Monday, 20 August 2018

Exploring more immunization data...

Last week, inspired by Factfulness, I made a graph showing the BCG immunization coverage for children at 1 year. The Factfulness graph didn't mention any specific immunization programme and World Health Organisation data monitors immunization coverage for other vaccines. For that reason, I thought it would be good to download and graph more of the available global immunization data.

This allowed me to generate this graph which shows immunization coverage across the world for nine different vaccines. The various dates that monitoring starts shows that new immunization programs are being rolled out on a regular basis - good to see.

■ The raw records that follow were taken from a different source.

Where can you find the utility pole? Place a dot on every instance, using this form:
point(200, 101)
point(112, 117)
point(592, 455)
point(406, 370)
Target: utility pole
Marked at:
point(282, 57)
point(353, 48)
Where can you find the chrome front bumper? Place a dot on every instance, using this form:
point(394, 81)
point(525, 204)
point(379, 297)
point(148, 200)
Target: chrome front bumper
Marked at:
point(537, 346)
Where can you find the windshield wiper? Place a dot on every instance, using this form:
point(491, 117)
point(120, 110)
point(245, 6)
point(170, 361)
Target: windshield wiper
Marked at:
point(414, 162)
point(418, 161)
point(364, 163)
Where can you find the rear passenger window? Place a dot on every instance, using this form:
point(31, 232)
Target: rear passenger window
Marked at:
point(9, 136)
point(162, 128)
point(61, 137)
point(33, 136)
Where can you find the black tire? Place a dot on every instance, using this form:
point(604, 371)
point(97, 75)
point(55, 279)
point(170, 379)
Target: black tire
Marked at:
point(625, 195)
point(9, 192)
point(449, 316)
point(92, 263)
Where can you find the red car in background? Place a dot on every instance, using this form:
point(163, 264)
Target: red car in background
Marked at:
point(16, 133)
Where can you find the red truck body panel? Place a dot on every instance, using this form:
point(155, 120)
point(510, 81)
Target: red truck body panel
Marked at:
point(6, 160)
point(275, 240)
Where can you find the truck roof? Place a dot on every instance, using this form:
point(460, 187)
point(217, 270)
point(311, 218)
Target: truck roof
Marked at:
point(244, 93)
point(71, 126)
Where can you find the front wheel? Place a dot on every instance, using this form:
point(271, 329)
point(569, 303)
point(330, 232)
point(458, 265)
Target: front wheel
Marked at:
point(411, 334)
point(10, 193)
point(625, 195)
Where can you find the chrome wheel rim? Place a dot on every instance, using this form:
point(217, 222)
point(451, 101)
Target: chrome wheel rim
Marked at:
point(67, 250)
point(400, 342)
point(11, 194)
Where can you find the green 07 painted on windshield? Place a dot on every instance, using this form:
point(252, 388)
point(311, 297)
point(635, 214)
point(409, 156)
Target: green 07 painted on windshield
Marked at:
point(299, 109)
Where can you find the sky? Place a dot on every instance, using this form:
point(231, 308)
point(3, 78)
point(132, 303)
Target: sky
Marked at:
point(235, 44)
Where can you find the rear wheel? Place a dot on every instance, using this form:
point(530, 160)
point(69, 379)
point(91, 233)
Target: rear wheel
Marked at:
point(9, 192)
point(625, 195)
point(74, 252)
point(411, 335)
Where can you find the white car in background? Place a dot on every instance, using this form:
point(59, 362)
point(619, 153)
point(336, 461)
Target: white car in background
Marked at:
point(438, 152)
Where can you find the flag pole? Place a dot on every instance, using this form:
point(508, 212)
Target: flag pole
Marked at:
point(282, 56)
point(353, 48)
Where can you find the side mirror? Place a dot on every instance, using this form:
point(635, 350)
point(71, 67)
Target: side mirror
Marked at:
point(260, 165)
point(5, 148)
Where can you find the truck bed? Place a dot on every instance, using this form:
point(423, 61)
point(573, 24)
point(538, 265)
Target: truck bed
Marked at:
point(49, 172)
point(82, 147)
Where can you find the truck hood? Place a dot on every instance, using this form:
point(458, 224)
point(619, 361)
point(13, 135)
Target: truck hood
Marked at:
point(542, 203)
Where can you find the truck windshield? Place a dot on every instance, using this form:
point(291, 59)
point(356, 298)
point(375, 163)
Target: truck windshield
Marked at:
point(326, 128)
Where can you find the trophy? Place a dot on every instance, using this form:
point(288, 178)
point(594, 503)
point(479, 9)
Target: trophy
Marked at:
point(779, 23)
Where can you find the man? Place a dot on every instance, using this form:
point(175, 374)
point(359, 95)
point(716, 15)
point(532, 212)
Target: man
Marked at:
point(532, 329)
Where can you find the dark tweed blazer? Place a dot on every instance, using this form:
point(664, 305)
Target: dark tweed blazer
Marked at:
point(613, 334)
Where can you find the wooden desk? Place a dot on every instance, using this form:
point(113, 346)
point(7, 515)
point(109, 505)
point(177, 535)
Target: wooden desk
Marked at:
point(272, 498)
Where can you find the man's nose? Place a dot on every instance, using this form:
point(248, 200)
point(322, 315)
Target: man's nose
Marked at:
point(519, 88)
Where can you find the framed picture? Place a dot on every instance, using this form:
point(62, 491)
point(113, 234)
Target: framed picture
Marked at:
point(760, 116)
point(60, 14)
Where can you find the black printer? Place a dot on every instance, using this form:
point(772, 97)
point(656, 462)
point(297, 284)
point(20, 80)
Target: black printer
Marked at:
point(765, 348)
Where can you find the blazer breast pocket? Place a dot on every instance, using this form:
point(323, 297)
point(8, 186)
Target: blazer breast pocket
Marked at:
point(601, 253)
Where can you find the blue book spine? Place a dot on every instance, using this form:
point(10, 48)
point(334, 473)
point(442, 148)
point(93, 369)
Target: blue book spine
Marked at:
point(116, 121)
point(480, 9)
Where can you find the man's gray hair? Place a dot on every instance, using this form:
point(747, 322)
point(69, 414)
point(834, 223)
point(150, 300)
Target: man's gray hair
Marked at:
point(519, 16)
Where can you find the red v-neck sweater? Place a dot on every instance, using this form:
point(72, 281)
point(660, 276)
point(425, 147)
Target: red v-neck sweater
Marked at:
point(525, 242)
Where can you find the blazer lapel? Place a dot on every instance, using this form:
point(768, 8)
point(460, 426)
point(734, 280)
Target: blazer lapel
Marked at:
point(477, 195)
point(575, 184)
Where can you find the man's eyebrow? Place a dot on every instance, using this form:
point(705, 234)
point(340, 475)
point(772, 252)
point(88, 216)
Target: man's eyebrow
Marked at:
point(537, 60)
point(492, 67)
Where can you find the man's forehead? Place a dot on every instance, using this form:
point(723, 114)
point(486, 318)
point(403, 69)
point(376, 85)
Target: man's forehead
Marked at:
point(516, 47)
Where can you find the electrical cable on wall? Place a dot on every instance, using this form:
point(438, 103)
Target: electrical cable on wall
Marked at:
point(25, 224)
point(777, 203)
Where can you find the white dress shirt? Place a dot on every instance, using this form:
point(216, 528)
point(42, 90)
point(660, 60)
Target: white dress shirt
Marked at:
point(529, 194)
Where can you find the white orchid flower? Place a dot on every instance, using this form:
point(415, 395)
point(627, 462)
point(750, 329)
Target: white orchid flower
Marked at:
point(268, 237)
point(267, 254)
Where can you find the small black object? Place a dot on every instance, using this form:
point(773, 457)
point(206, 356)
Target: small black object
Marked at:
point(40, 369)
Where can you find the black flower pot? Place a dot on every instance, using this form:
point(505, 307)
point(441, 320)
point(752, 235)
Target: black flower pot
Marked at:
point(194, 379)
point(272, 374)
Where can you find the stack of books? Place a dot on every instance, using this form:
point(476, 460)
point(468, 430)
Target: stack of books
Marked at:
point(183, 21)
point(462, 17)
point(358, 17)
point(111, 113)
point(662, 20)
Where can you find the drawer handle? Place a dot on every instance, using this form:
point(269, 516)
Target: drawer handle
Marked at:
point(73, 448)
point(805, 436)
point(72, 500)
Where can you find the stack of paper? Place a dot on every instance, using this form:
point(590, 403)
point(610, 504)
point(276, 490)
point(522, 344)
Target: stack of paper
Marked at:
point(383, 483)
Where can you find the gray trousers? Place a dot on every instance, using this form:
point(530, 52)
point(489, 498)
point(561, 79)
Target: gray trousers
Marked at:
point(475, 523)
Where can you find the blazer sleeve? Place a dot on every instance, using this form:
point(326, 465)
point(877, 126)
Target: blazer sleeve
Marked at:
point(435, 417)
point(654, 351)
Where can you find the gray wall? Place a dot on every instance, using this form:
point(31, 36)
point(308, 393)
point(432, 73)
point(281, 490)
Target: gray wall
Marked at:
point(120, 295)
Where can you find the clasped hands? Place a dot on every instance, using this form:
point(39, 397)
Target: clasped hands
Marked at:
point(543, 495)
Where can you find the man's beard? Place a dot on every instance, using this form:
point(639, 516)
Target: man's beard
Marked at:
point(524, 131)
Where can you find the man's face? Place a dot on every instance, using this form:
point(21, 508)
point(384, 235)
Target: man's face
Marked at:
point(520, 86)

Below is the code for downloading the data and making the graph...
If you would rather just make the graph with some cleaner data, the data from Aug 20, 2018 is available on github and can be downloaded using the read_csv() code shown about half way down the script.

## START
##  download the data  
library(tidyverse)
# install.packages("WHO")
library(WHO)

# check out the codes of the WHO data...
codes <- get_codes()
# get codes for immunizations
immun_codes <- codes[grepl("[Ii]mmuniz", codes$display), ]
immun_codes$label

# go through each of the 18 to find global data...
# Number 1 has global data

# download number 1
# requires internet access
immun_data <- as.tibble(get_data(immun_codes$label[1]))

# filter for global data
immun_data <- filter(immun_data, region == "(WHO) Global")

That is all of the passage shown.